La fattispecie disciplinare prevista dal comma 1, lettera c) n. 9 dell’articolo 7, nel sanzionare  “l’adozione di atti e provvedimenti il cui contenuto palesemente e inequivocabilmente sia contro la lettera e la volontà della legge..” non fa altro che illustrare una situazione di errore macroscopico di diritto che già oggi costituisce pacificamente illecito disciplinare in virtù di consolidata giurisprudenza e che trova già espressa sanzione in altra previsione della stessa norma proposta, precisamente al numero 3 della stessa lettera c), che sanziona “la grave violazione di legge determinata da ignoranza o negligenza inescusabile”, oltre che “il perseguimento di fini diversi da quelli di giustizia”. Non è dato comprendere, pertanto, la necessità di tale ipotesi, il cui ambito di applicazione è già interamente ricompreso nella disposizione per ultimo citata, e la cui esclusione è estremamente opportuna per tacitare dannose polemiche.

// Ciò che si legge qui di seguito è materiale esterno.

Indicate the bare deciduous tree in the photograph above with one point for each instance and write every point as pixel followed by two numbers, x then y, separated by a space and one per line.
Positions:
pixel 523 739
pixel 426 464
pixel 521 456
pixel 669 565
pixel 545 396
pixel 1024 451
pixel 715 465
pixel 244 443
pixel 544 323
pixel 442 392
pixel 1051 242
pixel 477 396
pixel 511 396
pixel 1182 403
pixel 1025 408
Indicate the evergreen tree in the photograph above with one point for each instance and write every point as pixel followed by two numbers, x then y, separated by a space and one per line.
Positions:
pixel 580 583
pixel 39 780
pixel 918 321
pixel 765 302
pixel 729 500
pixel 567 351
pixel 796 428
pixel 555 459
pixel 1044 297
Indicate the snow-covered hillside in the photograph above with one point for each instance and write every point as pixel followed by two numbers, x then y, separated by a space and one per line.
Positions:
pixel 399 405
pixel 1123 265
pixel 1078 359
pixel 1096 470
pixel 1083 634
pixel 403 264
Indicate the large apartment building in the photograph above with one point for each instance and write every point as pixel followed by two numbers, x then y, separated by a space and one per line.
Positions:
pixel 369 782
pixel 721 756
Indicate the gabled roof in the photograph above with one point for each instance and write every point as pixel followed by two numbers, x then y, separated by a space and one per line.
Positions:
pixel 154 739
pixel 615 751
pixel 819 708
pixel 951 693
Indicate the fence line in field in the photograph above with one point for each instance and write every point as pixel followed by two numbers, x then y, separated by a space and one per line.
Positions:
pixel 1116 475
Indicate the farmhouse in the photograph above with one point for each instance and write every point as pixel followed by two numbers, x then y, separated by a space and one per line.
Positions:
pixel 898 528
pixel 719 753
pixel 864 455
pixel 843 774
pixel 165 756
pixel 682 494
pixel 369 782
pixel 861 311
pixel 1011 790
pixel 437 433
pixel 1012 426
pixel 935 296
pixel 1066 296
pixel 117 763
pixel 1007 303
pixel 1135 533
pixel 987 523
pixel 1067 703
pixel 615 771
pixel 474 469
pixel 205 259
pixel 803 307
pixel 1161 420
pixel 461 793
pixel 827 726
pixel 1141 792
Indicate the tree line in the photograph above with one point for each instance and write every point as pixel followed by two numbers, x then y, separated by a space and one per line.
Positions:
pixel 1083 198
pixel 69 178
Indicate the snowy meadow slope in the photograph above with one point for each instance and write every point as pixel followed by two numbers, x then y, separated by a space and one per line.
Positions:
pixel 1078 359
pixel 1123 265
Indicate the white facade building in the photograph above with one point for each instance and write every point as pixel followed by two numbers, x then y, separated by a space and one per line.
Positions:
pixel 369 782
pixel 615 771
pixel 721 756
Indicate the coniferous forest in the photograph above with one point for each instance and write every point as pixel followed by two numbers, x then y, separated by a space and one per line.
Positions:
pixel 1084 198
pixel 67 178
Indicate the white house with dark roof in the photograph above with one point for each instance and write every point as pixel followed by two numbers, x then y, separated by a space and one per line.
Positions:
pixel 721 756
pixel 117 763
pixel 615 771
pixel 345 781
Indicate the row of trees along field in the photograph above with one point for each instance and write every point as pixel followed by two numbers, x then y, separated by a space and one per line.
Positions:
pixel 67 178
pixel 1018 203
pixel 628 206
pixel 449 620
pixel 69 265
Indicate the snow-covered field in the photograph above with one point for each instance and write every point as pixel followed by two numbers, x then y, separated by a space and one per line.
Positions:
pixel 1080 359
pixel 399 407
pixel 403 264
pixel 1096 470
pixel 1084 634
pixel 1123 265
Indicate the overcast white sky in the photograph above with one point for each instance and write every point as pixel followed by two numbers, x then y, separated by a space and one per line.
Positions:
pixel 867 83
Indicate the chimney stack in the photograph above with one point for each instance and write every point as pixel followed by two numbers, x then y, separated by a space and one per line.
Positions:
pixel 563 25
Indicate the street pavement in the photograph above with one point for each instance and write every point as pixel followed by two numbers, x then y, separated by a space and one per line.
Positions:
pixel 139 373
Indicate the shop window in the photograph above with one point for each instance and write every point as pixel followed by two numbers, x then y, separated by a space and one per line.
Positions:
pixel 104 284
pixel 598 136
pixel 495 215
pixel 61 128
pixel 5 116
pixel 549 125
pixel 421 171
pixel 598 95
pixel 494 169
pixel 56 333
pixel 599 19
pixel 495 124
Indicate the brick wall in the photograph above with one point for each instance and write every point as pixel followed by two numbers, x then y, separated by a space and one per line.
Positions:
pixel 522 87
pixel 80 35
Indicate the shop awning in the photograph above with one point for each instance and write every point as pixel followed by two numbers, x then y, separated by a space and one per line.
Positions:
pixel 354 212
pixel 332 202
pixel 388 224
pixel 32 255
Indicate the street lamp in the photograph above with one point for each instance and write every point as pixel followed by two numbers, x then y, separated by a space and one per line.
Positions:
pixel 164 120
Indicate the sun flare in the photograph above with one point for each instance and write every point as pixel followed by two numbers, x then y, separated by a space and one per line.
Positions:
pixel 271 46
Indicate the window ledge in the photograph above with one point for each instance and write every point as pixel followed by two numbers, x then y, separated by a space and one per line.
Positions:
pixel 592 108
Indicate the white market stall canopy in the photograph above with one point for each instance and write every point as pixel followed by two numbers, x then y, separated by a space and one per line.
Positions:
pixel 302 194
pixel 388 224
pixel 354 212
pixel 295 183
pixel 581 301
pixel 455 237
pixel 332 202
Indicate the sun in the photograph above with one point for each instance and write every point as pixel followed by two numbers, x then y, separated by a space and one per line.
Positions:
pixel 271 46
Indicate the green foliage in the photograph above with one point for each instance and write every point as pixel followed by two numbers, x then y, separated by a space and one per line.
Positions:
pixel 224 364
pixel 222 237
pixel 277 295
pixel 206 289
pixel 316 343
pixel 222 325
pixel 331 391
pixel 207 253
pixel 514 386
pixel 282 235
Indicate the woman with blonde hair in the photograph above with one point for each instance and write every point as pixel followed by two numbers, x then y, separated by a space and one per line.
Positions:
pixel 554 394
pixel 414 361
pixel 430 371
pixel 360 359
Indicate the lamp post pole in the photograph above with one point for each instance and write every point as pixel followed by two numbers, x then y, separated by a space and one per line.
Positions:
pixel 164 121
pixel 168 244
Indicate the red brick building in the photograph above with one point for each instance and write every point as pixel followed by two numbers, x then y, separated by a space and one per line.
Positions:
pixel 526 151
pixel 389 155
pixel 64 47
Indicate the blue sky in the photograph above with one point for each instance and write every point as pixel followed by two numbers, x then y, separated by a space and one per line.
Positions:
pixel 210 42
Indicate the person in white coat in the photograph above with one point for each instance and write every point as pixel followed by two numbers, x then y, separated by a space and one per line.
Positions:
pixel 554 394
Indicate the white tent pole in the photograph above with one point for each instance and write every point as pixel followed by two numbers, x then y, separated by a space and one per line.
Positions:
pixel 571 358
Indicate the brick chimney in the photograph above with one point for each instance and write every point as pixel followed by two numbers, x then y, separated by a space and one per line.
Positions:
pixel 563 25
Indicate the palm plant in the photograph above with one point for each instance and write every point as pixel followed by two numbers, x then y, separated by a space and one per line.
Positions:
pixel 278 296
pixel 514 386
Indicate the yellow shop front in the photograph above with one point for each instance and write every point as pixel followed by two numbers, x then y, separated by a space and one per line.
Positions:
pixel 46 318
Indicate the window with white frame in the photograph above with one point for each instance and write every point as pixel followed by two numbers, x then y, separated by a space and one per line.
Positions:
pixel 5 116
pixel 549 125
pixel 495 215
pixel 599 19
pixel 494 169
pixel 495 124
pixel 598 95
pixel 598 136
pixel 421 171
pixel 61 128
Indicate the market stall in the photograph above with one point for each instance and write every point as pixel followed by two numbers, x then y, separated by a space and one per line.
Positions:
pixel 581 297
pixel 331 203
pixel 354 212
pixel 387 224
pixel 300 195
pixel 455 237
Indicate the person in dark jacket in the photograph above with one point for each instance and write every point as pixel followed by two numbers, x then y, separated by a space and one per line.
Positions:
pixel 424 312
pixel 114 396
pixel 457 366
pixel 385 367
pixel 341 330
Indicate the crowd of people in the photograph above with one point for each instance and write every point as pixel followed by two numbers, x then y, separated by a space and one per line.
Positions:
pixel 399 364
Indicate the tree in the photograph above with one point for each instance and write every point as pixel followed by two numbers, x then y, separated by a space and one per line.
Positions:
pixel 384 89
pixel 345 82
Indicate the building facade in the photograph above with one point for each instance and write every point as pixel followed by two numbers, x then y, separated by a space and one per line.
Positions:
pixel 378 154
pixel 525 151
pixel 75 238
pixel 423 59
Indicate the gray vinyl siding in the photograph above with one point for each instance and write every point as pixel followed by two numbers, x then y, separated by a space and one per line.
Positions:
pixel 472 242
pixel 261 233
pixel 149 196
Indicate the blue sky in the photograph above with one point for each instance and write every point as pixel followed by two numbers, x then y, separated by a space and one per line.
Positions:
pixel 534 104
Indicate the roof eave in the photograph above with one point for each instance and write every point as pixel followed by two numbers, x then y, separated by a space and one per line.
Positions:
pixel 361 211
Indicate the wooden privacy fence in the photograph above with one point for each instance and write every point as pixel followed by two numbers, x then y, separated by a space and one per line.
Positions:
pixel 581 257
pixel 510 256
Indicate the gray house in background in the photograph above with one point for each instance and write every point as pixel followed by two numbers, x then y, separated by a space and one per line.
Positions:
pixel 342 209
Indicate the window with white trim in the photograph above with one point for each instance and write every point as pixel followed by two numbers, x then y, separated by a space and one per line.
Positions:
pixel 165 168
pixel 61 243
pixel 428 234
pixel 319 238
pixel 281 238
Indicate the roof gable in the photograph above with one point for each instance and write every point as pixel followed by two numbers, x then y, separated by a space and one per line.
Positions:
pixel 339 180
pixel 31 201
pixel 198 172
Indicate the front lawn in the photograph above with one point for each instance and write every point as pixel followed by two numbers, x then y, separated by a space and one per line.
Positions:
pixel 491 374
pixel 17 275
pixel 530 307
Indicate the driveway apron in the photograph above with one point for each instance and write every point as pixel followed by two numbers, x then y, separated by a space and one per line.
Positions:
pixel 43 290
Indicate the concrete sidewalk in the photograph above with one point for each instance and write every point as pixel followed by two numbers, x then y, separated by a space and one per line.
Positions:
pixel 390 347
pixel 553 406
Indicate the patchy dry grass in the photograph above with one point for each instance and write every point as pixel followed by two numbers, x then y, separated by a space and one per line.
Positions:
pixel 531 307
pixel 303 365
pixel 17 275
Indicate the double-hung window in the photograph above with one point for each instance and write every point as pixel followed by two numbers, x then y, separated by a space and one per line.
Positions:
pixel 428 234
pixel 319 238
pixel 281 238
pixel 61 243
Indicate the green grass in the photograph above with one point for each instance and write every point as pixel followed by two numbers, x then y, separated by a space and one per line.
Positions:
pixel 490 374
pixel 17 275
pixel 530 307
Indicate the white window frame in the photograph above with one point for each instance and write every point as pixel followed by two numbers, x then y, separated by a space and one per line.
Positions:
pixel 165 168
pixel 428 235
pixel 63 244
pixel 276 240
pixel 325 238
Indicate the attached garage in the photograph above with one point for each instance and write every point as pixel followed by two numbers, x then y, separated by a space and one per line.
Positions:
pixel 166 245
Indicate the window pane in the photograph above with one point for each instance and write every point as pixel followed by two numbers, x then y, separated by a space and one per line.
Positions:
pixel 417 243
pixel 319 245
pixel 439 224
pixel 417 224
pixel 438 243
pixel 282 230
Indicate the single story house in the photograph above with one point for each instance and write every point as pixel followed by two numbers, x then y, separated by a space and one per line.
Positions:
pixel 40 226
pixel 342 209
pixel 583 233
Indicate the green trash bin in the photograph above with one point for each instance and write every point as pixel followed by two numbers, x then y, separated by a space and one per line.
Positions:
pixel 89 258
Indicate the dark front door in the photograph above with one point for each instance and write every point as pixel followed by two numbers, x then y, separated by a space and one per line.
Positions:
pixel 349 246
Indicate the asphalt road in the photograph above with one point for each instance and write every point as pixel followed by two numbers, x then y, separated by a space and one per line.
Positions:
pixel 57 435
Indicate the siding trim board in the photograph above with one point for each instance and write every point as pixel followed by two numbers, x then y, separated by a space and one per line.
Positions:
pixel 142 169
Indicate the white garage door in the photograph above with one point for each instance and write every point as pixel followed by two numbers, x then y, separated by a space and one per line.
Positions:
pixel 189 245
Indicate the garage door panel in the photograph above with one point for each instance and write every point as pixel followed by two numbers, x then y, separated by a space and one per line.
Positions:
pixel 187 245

Con riferimento alla previsione di cui alla lettera d) n.7, nulla è da eccepire circa il divieto di iscrizione ai partiti politici, mentre ragionevoli perplessità suscitano invece le ulteriori ipotesi previste, soprattutto in considerazione della problematica compatibilità di esse con i principi costituzionali in materia di diritti fondamentali dei cittadini (diritto di manifestazione del pensiero, di libera associazione) che possono essere compressi per determinare categorie, ma solo nei limiti ( per materia da intendere di stretta interpretazione)  previsti dalla stessa Costituzione. Una soluzione praticabile per rafforzare l’obbligo di imparzialità dei magistrati senza comprimere ingiustamente diritti fondamentali loro spettanti in qualità di cittadini consisterebbe nell’integrare il contenuto della norma con ulteriori specificazioni di fattispecie che la riempiano di concretezza e ne delineino un disvalore oggettivo, sull’esempio del secondo comma dell’articolo 8 del codice etico dei magistrati elaborato dall’Associazione Nazionale Magistrati che stabilisce che il magistrato “evita qualsiasi coinvolgimento in centri di potere partitici o affaristici che possano condizionare l’esercizio delle sue funzioni o comunque appannarne l’immagine”, previsione che certamente non potrebbe mai riguardare la partecipazione ad attività puramente ideali (ad esempio il sostegno ad una causa socialmente apprezzabile) che pur possano avere riflessi in sede politica, ma altrettanto certamente colpirebbe attività quali il sostegno ad una campagna elettorale o simili, queste sì idonee a screditare l’immagine di imparzialità del magistrato.